A few rounds later, Loop’s team voted to kick him from the game because he wasn’t communicating.
Loop was streaming on Twitch to a handful of viewers — the entire saga was captured on video. A user on the competitive CS:GO community/service ESEA clipped the relevant portions of Loop’s stream and shared them on the site’s forums. Then Reddit user PDeeee gathered the clips and posted them on the CS:GO subreddit, igniting a groundswell of support for Loop that snowballed throughout the day, turning a shitty morning into (in Loop’s words) the best day of his life.
Loop has a condition called hereditary sensory and autonomic neuropathy type II that, according to his “About me” section on his Twitch channel, “basically means I am unable to feel pain.” The disease led to him being legally blind and deaf, the removal of almost all of his teeth (which makes it difficult for him to speak and eat), the loss of half his nose, and a handful of other injuries he’s had to deal with.
He doesn’t let all that get him down though. His “About me” ends with this line: “Despite all of this, I still try to keep a positive attitude and be nice to anyone I meet in game or in my chat. And I hope you do too :)”
The combination of Loop’s perseverance, upbeat attitude, and Counter-Strike skills spoke to a lot of people in the Counter-Strike community. As PDeeee’s Reddit post gained traction and Loop’s story spread across the internet, the viewer count on Loop’s Twitch channel steadily grew.
ESEA (where Loop was playing) banned the player that kicked Loop out of his early morning game for a few days.
Some of the top CS:GO pro players in the world gave him shoutouts on Twitter.

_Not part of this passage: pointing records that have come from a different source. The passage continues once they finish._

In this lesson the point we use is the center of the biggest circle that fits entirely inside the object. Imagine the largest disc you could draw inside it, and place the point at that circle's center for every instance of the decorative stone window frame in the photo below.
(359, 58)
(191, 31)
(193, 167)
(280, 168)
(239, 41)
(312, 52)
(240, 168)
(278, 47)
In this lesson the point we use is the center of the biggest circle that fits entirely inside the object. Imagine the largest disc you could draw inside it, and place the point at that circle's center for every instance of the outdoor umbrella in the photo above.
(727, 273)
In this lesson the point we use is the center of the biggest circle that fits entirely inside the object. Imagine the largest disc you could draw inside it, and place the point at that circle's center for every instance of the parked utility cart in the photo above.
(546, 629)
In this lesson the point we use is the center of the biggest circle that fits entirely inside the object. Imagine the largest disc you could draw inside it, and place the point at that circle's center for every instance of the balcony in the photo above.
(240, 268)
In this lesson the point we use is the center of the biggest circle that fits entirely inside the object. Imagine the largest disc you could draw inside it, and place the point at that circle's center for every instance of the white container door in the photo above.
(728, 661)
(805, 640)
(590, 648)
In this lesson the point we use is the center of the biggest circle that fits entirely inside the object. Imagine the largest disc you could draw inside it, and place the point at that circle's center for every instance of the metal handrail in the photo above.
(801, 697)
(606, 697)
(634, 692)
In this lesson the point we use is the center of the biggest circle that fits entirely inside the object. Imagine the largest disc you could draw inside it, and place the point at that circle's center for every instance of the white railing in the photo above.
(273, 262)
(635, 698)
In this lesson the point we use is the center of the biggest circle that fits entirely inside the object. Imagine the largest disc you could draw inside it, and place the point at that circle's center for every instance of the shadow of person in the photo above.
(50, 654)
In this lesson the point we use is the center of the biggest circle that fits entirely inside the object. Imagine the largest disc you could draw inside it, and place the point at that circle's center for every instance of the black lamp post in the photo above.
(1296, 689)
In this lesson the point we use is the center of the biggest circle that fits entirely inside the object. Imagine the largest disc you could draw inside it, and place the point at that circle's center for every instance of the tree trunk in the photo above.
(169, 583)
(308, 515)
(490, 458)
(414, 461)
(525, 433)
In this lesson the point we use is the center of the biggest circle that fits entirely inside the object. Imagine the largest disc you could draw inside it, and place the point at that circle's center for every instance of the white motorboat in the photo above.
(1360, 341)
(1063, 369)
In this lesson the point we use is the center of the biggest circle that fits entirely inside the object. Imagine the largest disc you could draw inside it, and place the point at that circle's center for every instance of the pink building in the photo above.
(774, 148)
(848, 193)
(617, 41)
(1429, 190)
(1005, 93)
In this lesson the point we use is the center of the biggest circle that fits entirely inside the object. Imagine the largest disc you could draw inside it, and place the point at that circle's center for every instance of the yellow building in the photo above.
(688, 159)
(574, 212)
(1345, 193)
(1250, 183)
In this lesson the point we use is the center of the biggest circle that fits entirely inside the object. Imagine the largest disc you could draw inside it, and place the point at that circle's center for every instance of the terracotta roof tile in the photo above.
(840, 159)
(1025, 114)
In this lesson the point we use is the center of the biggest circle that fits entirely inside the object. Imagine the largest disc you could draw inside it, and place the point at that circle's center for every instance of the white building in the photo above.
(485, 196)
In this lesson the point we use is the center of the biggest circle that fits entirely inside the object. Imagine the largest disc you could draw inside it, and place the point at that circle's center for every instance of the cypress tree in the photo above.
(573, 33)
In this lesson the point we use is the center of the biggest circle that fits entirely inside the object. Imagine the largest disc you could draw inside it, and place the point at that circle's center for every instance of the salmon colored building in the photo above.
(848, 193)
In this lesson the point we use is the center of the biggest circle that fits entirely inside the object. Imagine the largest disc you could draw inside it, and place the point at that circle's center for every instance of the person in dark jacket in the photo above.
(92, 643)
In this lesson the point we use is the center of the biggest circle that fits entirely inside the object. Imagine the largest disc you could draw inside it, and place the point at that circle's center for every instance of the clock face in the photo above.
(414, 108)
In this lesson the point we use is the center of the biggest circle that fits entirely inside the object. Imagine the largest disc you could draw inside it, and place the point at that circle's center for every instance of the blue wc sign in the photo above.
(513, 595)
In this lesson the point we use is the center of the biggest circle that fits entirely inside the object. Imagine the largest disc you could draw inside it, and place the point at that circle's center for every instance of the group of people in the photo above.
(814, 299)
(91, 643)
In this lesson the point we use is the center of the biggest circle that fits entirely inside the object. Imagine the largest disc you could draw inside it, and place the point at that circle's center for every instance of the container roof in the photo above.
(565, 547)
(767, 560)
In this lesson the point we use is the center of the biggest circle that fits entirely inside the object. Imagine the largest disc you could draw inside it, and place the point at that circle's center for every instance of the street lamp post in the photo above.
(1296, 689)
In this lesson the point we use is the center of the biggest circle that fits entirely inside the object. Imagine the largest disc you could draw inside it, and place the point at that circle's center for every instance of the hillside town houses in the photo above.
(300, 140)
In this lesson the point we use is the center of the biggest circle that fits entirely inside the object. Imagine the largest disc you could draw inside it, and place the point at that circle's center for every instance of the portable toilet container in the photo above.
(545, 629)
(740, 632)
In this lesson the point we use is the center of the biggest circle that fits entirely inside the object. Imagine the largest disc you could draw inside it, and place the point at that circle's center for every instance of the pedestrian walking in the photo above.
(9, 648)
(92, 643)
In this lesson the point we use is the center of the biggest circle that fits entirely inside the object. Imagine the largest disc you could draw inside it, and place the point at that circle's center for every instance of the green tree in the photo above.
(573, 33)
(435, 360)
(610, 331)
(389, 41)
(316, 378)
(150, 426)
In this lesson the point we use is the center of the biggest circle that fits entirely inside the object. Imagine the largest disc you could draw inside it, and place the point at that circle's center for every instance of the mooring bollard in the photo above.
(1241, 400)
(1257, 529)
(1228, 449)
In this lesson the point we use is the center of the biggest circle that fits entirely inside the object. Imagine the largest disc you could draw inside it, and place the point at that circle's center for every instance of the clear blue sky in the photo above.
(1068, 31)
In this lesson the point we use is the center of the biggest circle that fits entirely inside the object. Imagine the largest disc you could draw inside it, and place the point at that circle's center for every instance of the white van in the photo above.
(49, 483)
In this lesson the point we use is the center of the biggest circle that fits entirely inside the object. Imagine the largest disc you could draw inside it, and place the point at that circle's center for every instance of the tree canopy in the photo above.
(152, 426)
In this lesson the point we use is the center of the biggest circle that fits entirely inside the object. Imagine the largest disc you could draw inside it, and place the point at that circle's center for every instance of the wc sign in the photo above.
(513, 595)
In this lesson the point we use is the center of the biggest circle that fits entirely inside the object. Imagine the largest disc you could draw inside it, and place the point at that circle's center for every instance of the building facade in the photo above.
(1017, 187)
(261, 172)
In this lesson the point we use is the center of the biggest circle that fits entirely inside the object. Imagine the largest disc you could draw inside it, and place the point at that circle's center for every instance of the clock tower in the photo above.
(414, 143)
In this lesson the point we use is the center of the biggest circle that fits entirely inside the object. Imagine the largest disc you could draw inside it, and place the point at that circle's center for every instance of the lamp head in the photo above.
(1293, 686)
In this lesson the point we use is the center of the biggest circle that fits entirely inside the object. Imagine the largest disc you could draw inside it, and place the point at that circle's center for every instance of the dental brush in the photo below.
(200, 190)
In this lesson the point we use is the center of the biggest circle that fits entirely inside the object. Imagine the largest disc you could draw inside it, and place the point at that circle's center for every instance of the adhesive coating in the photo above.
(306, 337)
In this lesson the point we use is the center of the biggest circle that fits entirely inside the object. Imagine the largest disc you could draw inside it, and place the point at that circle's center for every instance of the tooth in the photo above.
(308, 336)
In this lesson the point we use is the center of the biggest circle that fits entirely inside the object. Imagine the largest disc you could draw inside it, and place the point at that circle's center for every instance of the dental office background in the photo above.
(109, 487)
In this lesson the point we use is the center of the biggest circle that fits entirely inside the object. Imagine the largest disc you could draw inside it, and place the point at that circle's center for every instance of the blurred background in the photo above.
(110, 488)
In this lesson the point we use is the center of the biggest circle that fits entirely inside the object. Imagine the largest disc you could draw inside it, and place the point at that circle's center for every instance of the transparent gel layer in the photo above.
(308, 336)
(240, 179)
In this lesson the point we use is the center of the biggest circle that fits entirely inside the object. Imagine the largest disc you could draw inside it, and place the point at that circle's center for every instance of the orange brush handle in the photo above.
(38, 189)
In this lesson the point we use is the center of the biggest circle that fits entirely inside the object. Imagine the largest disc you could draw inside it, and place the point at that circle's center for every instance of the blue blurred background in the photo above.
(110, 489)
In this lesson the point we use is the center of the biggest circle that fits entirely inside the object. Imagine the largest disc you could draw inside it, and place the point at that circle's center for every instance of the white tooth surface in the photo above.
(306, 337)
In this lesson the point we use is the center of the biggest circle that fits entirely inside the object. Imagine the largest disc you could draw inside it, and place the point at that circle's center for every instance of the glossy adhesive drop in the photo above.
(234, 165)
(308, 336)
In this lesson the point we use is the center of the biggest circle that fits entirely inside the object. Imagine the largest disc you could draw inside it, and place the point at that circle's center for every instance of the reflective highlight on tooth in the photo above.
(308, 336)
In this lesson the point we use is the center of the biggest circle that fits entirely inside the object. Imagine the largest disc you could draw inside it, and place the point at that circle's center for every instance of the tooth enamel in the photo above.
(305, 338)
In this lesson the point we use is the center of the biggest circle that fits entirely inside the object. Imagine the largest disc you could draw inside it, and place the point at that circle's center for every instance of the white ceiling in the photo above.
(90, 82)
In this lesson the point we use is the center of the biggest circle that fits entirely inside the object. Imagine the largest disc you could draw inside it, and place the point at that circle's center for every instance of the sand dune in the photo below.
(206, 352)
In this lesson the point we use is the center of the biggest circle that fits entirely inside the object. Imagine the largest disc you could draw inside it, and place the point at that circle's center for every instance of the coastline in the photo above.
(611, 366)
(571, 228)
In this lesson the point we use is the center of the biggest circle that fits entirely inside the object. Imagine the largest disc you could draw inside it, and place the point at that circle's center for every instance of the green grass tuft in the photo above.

By late-afternoon, Loop had over 3,000 concurrent viewers tuning in, with donations popping up on screen almost nonstop.
While many viewers were donating between $1 and $10 throughout the day, a handful of people threw down $100, $200, $500, and even $750. Loop was beside himself.
The majority of the donations that Loop receives on Twitch will go toward denture fees, he explains in his channel description. They are expected to cost about $6,000. He’s already raised enough money, he said on the stream on Tuesday.
When he turns 18 in November, he can get plastic surgery to repair his nose if he raises enough funds for it.
Throughout his stream yesterday, positive comments were pouring in nonstop in the Twitch chat. At one point he had over 300 friend requests on Steam.
Twitch featured one of his highlights on Twitter:
By the end of the day he was playing with pro-level player Ryan “Freakzoid” Abadir, who has previously played for Echo Fox and Cloud9.
His stream lasted nearly 15 hours. The positivity never stopped.
Loop signed off with a message he typed out in the Twitch chat: “see you guys tomorrow or the day after best day ever.”
Today, one of the biggest team organizations in esports reached out to Loop to offer him a streaming contract — Team EnVyUs.
As he streamed for over 5,000 people today, he couldn’t stop thanking everyone — the viewers, the donators, and everyone else who come to his side.
“This is absolutely ridiculous,” he said. “My life is different. Thanks so much. This is a dream come true. I never thought this would happen. I’ve been playing this game for almost five years now — just for fun — and then this shit happens? You know what I mean? It’s crazy.”